そう言って連れてこられたのは花畑だった。

『お花がたくさん!綺麗』

真白には、幼馴染がいた。

家が隣で、同じ幼稚園に通っていた。

しかし、両親をなくし、親戚に引き取られるのが決まり、引っ越してしまった。

それから一度も会えていない。


「おい」

少年のような声が聞こえる。

「おい、起きろ」

体を揺さぶられて、真白は目を開けた。

体を揺さぶっていたのは黒い服を着た少年だった。

(誰?)

家に見知らぬ男がいる。

真白は飛び起きた。

「あなた誰⁉︎どうやって入ったの?鍵はちゃんと閉めたのに!」


「なんの騒ぎだ」

琥珀が部屋に入ってきた。

「琥珀!泥棒がきたならなんで追い払ってくれなかったの!」

見知らぬ人間を家にあげるなんてありえない。

「何を言っている。

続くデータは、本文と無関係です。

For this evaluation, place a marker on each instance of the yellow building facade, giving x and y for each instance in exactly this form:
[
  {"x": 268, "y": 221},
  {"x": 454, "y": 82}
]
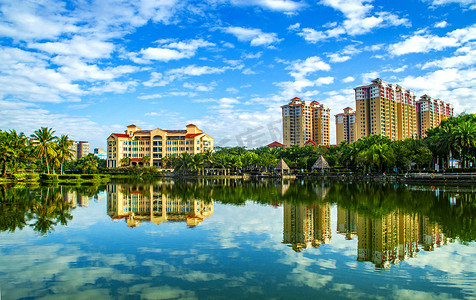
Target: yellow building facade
[
  {"x": 136, "y": 143},
  {"x": 345, "y": 126},
  {"x": 430, "y": 112},
  {"x": 304, "y": 121},
  {"x": 385, "y": 109},
  {"x": 150, "y": 204}
]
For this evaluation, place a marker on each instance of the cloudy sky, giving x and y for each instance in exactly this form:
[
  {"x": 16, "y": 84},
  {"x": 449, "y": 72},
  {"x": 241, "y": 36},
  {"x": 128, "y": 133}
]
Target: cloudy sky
[{"x": 88, "y": 68}]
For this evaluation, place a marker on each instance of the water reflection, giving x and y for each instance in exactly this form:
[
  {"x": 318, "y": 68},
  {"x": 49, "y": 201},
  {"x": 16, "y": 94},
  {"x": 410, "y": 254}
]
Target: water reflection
[
  {"x": 152, "y": 203},
  {"x": 41, "y": 208},
  {"x": 253, "y": 240}
]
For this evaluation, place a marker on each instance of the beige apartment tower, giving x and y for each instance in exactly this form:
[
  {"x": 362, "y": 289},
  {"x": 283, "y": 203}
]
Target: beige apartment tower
[
  {"x": 136, "y": 143},
  {"x": 345, "y": 126},
  {"x": 385, "y": 109},
  {"x": 304, "y": 121},
  {"x": 430, "y": 112}
]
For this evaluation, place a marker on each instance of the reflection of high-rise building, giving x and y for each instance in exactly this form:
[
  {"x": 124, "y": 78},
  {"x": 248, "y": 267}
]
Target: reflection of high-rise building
[
  {"x": 150, "y": 204},
  {"x": 430, "y": 113},
  {"x": 76, "y": 199},
  {"x": 431, "y": 235},
  {"x": 305, "y": 226},
  {"x": 387, "y": 239},
  {"x": 346, "y": 223}
]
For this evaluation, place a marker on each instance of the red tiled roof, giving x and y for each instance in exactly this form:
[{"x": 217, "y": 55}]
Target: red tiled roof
[
  {"x": 120, "y": 134},
  {"x": 275, "y": 144},
  {"x": 193, "y": 134}
]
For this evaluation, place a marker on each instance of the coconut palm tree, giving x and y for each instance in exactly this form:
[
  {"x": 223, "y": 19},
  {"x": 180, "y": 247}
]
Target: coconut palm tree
[
  {"x": 63, "y": 150},
  {"x": 45, "y": 144}
]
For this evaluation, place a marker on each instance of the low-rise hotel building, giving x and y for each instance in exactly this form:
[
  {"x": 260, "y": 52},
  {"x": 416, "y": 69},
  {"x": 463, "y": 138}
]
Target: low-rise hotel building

そいつは昨日お前が帰ってきてからずっと屋敷にいたぞ」

「え?」

真白は少年を見つめた。

少年は呆れた顔をしている。

「わからないのか?」

少年が狗神の姿に変わった。

「え…朱里?」

「朱里は私と同様、人に姿を変えられる。伝え忘れた」

琥珀が説明した。

「そうなの?」

その時、インターフォンが鳴った。

「真白、おはよう」

要が立っていた。

「神崎くん。こんなに朝早くどうしたの?」

「学校まで一緒に行こうと思って。昨日倒れちゃったから」

心配して家まできてくれたらしい。


「あと少しで夏休みだね」

学校までの道のりを二人で歩いた。 

今は、六月の末、夏休みも目の前だ。

「退魔師の残りの一人も夏休み中にこっちに来るんだって」

真白は六人いるうちのあと一人に会えていなかった。


「そうなんだ」

そんな話をしていると、学校に着いた。

「真白、おはよう」

昇降口に春香がいた。

「あれ?神崎くんと一緒だったの?」

隣にいる要を見て言った。

「あ、来る途中で会ったの」

真白はそう言って誤魔化した。

「そうなんだ。真白、教室まで一緒に行こう」

「うん」

「昨日ね、学校に野犬がいたの。すごく大きな犬でね…」

真白はその言葉に違和感を覚えた。

(あやかしは普通の人には見えないはずじゃ…)

でももしかしたら違う犬かもしれない。

「それってどういう…」

真白が聞く前に、他の友達に話しかけられた春香は、そっちに行ってしまった。


放課後、真白は剣道部の部室を通りかかった。

「一本!」

周りから歓声が上がる。

「あの一年ほんとすごいよな」

「赤坂だろ?体験入部の時に主将から一本取ったっていう…」

(赤坂?)

前に春香がそんな話をしていた。

(その一年って赤坂くんのことだったんだ)

「柏木」

名前を呼ばれて振り返った。

高嶺が立っていた。

「高嶺先生」

「少しいいか?」


真白は、国語準備室にやってきた。